One result of specialization and the trickle down of talent is that hyperselective schools are not the only ones with world-class programs. Geography is a school, not just a department, at Clark University in Worcester, Mass.; Harvard abolished its geography department decades ago. Rutgers has a whole school of communication and information studies; Princeton has no department in either field. Rensselaer Polytechnic is a leader in lighting studies, Virginia Tech in human-machine interaction; you won't find comparable programs at Caltech. Yes, the Top 20 offer more good elective courses and generally have better libraries and laboratories. But thanks to the Internet, even small rural schools can offer formidable numbers of online journals.
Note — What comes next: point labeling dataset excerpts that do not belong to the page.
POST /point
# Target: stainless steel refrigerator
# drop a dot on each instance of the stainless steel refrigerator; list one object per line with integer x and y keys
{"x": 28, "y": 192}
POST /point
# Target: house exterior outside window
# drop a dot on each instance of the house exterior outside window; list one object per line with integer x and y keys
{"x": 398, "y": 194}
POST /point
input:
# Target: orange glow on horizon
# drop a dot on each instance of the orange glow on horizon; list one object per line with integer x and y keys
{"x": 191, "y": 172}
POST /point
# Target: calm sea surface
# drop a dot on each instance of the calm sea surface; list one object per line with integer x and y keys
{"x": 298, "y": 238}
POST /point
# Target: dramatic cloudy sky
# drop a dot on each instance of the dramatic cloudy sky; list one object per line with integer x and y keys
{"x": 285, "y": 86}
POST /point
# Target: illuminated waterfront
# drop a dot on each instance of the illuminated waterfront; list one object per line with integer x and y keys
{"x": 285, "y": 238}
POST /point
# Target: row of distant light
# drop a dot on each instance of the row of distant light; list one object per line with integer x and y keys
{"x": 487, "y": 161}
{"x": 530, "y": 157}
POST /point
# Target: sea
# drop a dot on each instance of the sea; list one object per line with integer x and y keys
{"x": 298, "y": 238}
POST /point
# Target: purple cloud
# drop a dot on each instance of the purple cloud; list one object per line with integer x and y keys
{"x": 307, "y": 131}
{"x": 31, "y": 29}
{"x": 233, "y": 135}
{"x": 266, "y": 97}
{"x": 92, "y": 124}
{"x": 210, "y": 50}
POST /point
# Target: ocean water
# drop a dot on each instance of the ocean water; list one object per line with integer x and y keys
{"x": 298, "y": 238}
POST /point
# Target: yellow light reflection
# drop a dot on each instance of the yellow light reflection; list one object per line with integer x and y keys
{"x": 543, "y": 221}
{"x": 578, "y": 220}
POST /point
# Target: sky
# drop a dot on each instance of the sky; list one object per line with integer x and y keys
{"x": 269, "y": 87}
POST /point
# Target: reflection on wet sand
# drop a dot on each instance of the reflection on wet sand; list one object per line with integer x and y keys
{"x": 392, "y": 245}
A true gap? Graduates of highly selective colleges do make more money. But they seem to be successful partly because their families are more affluent and better connected than the average, and partly because they have strengths that would have gone with them to any college. A recent study by Stacy Dale of the Andrew W. Mellon Foundation and Alan B. Krueger of Princeton revealed that among 1976 high school graduates accepted at both highly selective and moderately selective colleges, those attending the latter were actually earning slightly more than those who chose the top schools: an average of $91,200 in 1995 versus $90,100. (Students from lower-income families did significantly better after attending elite colleges.)

What do these trends mean for a student researching colleges today? Plan to explore your options widely. You're probably going to change careers several times, so you'll want to consider taking subjects you didn't in high school. A strong general education will support you as you advance in your original field, or change. Are the available student activities ones that matter to you? Ask where recent graduates have continued their education. Franklin and Marshall, which accepts more than half its applicants, is known for strong science teaching and excellent medical-school placement. Above all, don't listen to anxietymongers. Selective schools aren't and never were the gatekeepers of opportunity. You're the one who holds the keys.

This story appears in the September 11, 2000 print edition of U.S. News & World Report.